Traditionally fibrosis is detected in tissue by histochemistry using either the Masson Trichrome or the picro-sirius red stains (this will detect collagen fibrils that are deposited in the matrix). You can also check for the presence of myofibroblasts (the major cell type that secretes collagen) through immunohistochemistry by staining for alpha smooth muscle actin. Hydroxyproline, a component of the collagen fibril can be quantitated. Another alternative is immunoblotting for collagen making sure that the antibody is specific for the type of collagen being detected.

Another original way to detect collagen deposition is nonlinear optical microscopy (which is usually called multiphoton microscopy as well). There are two types of signals to be detected: the second harmonic generation (SHG) and multiphoton fluorescence. Please, do a search, it's very popular state-of-art method. You also can find several approaches to quantify the extent of fibrosis.

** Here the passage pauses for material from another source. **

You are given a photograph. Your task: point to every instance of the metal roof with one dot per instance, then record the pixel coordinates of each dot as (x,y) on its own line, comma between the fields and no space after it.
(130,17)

Just a short remark, it is often required to confirm fibrosis by additional methods in addition to IHC or histology (in which I sprefer IHC and Sirius Red birefringence). Therefore, Western blots in tissue lysates for collagens of fibronectin (or other ECM components), or hydroxyprolin assay or similar (Sircol assay) might be a good way to confirm you results. If you expect small differences between groups use computer based morphometry in IHC, its more sensitive then scoring systems.